Oddly enough, Chloe has really stepped up to be a source of comfort to me and she has a very good way of calming me down when my thoughts are racing.
She committed to me yesterday that she will help me with the rent—even down to splitting it in half. It will require tightening our belts for sure, especially until I’m eligible for J’s social security survivor’s benefits. But I think we will make it.
As she put it, even paying for half our rent here is still so much nicer and more comfortable than anything else she could get for a similar price (and it also gives Dylan a place to stay while he’s on breaks.)
I also mentioned selling J’s car to her and she was overwhelmingly in favor of it. We only owe $6000 on it and the Kelley Blue Book estimates its value at almost $9000. She’s driven the car before and knows it’s good. It’s a 2013 Toyota Corolla and has had all the maintenance done on it. It will probably go for another 150,000-200,000 miles. She feels great about buying it and can even pay for it with cash.
However, my name is not on the title at all and I don’t know how to transfer it. Once my husband can no longer drive, I just have to hope that he’s still of sound enough mind to help me figure it out.
So while I’m still praying for a miracle for J, it’s starting to become clear that I may not get one. And I’m trying to figure out what my next steps for survival will be. At least I know that I most likely won’t become homeless or need to move right away, which is a huge load off my mind. I’ve spent far too much time thinking about what happens if I become homeless and frankly it scares the living daylights out of me.

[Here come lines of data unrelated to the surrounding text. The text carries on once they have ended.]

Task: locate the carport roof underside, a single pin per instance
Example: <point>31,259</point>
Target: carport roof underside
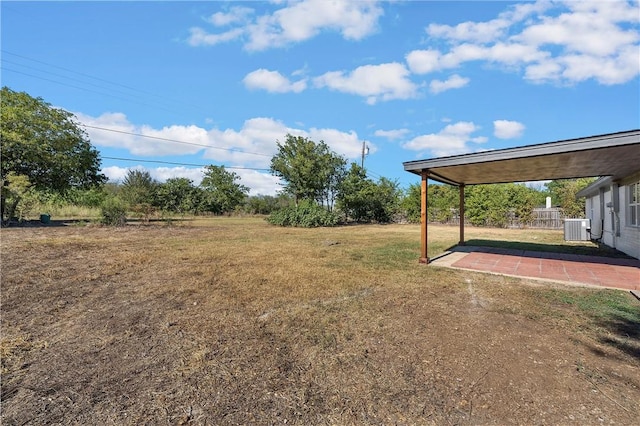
<point>615,154</point>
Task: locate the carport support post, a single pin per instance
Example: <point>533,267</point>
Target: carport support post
<point>423,217</point>
<point>461,190</point>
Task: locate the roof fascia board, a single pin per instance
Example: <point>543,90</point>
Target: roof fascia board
<point>594,187</point>
<point>549,148</point>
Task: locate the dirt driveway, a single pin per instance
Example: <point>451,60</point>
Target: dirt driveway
<point>244,323</point>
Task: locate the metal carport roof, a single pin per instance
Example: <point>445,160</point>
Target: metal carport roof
<point>615,154</point>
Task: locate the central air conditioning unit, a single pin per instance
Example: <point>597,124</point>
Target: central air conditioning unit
<point>577,229</point>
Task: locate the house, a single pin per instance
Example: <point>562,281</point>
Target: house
<point>613,207</point>
<point>615,157</point>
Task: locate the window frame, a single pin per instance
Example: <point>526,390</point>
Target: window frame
<point>633,205</point>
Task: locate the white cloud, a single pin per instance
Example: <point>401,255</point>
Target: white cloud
<point>292,23</point>
<point>423,61</point>
<point>237,14</point>
<point>453,82</point>
<point>251,146</point>
<point>272,81</point>
<point>259,183</point>
<point>452,140</point>
<point>559,42</point>
<point>392,134</point>
<point>375,82</point>
<point>125,135</point>
<point>505,129</point>
<point>479,32</point>
<point>200,37</point>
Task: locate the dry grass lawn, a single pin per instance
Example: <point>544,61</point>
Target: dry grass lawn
<point>233,321</point>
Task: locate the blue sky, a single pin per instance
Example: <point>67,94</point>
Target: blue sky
<point>199,83</point>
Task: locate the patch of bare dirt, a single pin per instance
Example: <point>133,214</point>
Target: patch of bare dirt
<point>229,325</point>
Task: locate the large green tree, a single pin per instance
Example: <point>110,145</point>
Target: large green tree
<point>221,191</point>
<point>45,144</point>
<point>138,187</point>
<point>364,200</point>
<point>309,170</point>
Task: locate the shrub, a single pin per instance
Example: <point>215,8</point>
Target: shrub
<point>307,214</point>
<point>113,212</point>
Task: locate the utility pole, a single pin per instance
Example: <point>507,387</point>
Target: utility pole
<point>365,151</point>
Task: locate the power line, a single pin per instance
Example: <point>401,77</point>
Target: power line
<point>180,164</point>
<point>94,78</point>
<point>174,140</point>
<point>84,88</point>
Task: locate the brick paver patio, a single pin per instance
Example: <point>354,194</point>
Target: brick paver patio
<point>568,268</point>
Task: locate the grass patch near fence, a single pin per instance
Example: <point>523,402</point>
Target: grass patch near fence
<point>235,321</point>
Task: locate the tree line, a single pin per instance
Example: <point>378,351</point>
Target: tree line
<point>47,159</point>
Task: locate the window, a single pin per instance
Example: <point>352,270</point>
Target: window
<point>634,204</point>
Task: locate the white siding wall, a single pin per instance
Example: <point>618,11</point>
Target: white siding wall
<point>628,240</point>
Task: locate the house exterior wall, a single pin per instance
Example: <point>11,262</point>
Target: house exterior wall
<point>607,206</point>
<point>629,241</point>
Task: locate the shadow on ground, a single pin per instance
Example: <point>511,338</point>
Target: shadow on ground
<point>599,250</point>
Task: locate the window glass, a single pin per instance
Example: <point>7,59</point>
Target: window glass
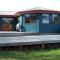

Thank God for Chloe, honestly. Dyl won’t have to drop out of school entirely to help me survive and I feel like that alone is a big gift we can give him. And once I’m filing taxes as a widow, he will surely get a lot more in grants. He really does have a good shot at making it, even despite the heavy obstacles he faces.
But Chloe is so calming and positive and I really appreciate that so much. I got more hugs from her today than I have in months and I admit that I really needed them. She brought me out of what was honestly kind of a tailspin.
I would never recommend this to anyone else; it’s absolutely horrible. But just maybe, it will be okay.
So now my attention is back where it should be: on the absolute unfairness of losing my husband so young. Just a year ago, he was NED and got off chemo. We were so full of optimism then. That optimism is so hard to hold on to now. I really have to remember the good times and try to keep them in the forefront of my mind because it’s way too easy to imagine the worst.